Press Releases

American Cancer Society and ACS CAN Statement on Retirement of National Institutes of Health Director Francis Collins
Oct 5, 2021

Dr. Karen E. Knudsen, CEO of the American Cancer Society (ACS) and the American Cancer Society Cancer Action Network (ACS CAN) issued the following statement in response to the announced retirement of the National Institutes of Health Director, Dr. Francis Collins:

“For more than a decade Dr. Collins has provided exemplary leadership and stewardship as head of the NIH, the nation’s top medical research engine and the driving force behind numerous recent breakthroughs in cancer treatment and prevention through the National Cancer Institute.

“During his tenure as director Dr. Collins has overseen an increase in NIH funding from $29.5 billion to $43 billion and has successfully shepherded the creation and implementation of numerous significant research initiatives. Among the most significant to cancer is the Cancer Moonshot, which has already funded more than 240 research projects and helped speed the development of improved and new uses for immunotherapies, boosted research efforts into childhood cancer, and worked to expand the use of early cancer detection strategies.
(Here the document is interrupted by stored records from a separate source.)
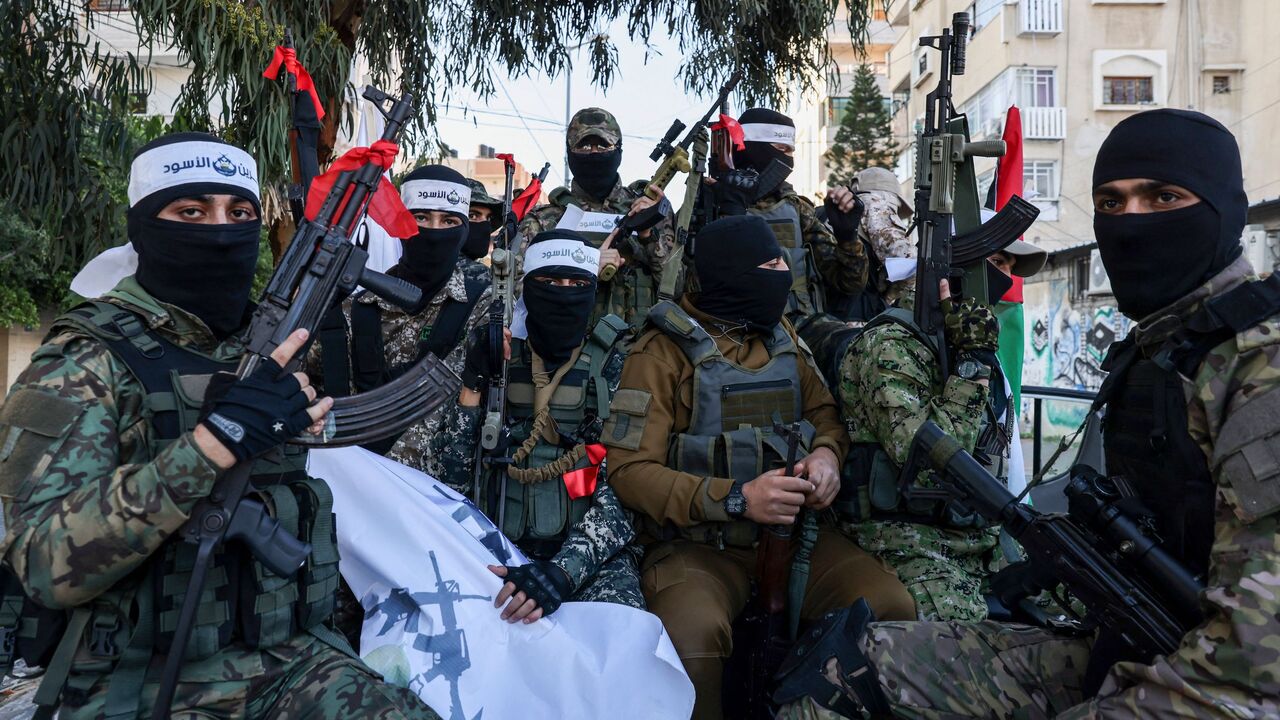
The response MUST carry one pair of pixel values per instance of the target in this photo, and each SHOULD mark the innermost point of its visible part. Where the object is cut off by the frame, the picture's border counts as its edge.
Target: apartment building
(1077, 68)
(818, 112)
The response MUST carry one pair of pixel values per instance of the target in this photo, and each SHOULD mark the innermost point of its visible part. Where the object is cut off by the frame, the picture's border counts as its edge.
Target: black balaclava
(479, 235)
(432, 255)
(1155, 259)
(759, 153)
(557, 315)
(597, 173)
(208, 270)
(732, 287)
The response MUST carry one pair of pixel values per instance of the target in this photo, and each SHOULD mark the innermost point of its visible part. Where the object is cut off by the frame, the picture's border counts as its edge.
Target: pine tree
(864, 139)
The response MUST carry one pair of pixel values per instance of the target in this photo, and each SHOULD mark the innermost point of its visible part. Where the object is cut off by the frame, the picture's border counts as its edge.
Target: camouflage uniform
(1228, 666)
(890, 384)
(402, 333)
(598, 552)
(88, 506)
(634, 290)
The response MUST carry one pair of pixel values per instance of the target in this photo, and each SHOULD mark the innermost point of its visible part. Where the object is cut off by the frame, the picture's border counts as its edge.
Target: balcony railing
(1043, 123)
(1040, 17)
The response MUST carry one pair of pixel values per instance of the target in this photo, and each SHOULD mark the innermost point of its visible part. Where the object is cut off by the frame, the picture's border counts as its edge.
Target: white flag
(415, 554)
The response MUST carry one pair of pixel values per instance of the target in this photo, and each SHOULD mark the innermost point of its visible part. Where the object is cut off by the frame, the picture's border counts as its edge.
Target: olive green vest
(805, 299)
(538, 515)
(874, 486)
(242, 601)
(730, 431)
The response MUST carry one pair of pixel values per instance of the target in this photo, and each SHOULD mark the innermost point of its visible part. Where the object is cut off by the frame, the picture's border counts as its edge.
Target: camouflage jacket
(1229, 666)
(840, 263)
(401, 336)
(603, 532)
(86, 505)
(890, 386)
(653, 253)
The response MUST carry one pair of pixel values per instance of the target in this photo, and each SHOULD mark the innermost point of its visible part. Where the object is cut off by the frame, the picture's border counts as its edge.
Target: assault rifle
(675, 159)
(502, 263)
(1105, 557)
(320, 267)
(772, 636)
(946, 196)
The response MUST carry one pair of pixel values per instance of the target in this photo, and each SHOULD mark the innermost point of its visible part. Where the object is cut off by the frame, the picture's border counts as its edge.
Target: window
(138, 103)
(1037, 87)
(1040, 180)
(836, 108)
(983, 12)
(1127, 91)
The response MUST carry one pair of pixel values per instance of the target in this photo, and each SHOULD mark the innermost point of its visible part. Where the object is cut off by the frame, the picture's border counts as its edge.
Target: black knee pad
(839, 636)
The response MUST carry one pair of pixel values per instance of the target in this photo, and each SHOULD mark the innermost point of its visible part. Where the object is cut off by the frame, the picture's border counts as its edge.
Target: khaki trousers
(698, 589)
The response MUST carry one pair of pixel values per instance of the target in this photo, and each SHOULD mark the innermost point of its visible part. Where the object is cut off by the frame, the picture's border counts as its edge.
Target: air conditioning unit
(1257, 249)
(1098, 281)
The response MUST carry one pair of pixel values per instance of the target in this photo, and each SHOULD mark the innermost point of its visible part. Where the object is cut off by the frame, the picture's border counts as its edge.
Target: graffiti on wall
(1066, 342)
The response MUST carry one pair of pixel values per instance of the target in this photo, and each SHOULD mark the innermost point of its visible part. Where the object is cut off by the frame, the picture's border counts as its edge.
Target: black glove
(845, 224)
(476, 365)
(543, 582)
(255, 414)
(735, 191)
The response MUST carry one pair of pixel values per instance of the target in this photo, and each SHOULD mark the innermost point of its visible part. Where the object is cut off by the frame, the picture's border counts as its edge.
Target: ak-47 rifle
(773, 570)
(1101, 555)
(675, 159)
(319, 268)
(946, 199)
(502, 263)
(448, 648)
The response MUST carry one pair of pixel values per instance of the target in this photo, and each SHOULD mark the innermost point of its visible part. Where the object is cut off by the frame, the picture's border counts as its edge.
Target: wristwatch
(970, 368)
(735, 502)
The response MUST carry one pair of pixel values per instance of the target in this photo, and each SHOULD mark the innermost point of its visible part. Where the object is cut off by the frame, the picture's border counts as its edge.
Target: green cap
(480, 196)
(594, 122)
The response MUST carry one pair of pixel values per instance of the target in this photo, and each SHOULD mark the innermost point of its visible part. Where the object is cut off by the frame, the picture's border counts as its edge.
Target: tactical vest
(730, 431)
(538, 515)
(242, 601)
(805, 299)
(877, 488)
(631, 292)
(1150, 451)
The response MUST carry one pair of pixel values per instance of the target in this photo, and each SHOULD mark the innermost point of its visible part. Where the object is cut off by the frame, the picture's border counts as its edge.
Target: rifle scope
(959, 41)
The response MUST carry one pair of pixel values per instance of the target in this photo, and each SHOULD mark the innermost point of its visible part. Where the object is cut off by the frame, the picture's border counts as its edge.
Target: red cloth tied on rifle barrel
(581, 483)
(288, 58)
(385, 206)
(528, 197)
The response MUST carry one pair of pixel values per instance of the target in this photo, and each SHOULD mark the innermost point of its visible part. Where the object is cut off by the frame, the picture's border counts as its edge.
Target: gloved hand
(542, 582)
(735, 191)
(842, 223)
(257, 413)
(476, 368)
(970, 326)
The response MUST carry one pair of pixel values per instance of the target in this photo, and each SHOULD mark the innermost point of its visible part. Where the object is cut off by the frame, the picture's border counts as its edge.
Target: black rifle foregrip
(270, 543)
(392, 290)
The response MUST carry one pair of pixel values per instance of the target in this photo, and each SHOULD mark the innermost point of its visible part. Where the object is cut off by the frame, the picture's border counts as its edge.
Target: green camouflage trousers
(954, 670)
(320, 683)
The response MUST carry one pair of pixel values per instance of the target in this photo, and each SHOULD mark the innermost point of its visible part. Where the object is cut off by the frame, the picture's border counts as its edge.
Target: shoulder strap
(689, 336)
(452, 320)
(904, 319)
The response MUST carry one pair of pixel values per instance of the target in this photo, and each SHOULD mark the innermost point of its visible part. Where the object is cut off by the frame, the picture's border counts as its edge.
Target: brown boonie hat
(594, 122)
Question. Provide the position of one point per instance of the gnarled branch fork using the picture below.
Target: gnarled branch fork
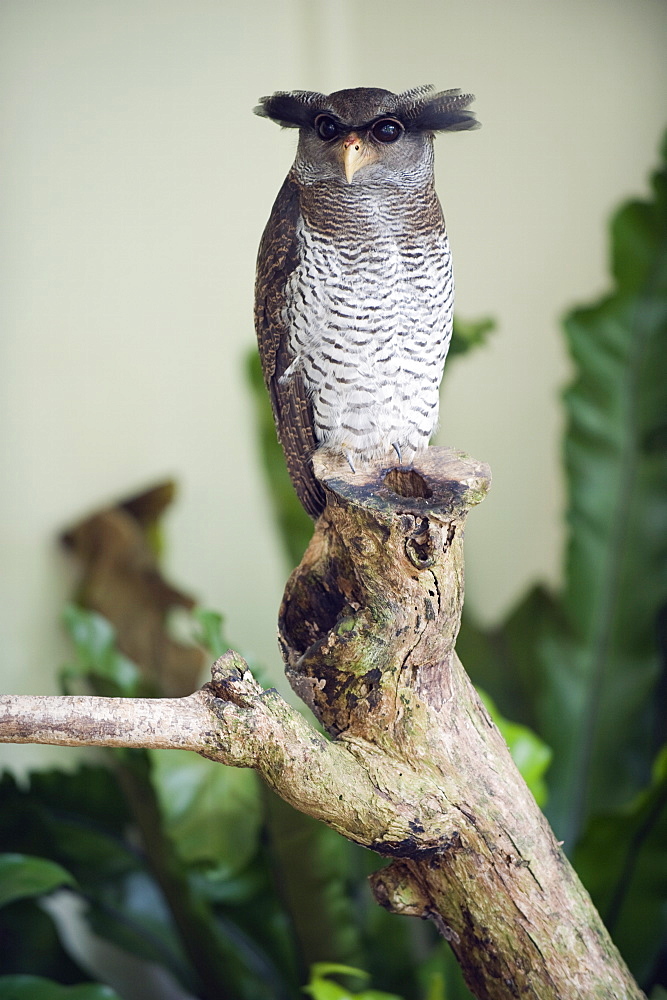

“Additionally, Dr. Collins’ leadership helped ensure years of NIH research into coronaviruses was quickly put to work developing safe and effective COVD-19 vaccines in partnership with industry. The critical science that led to an accelerated pathway to these vaccines is an essential component to curbing the pandemic and ensuring everyone, including cancer patients, can safely access necessary medical care and build a healthy future.

“Before his tenure as NIH director, Dr. Collins worked for decades as a researcher, contributing to critical science, most notably for his leadership on the Human Genome project, that is the direct result of the federal government's essential year over year investment in medical discovery.

“We extend our gratitude to Dr. Collins for dedicating his career to the advancement of medical science in public service and look forward to working with the next director to continue the advancement of medical research, cancer breakthroughs, and the lifesaving work of the NIH.”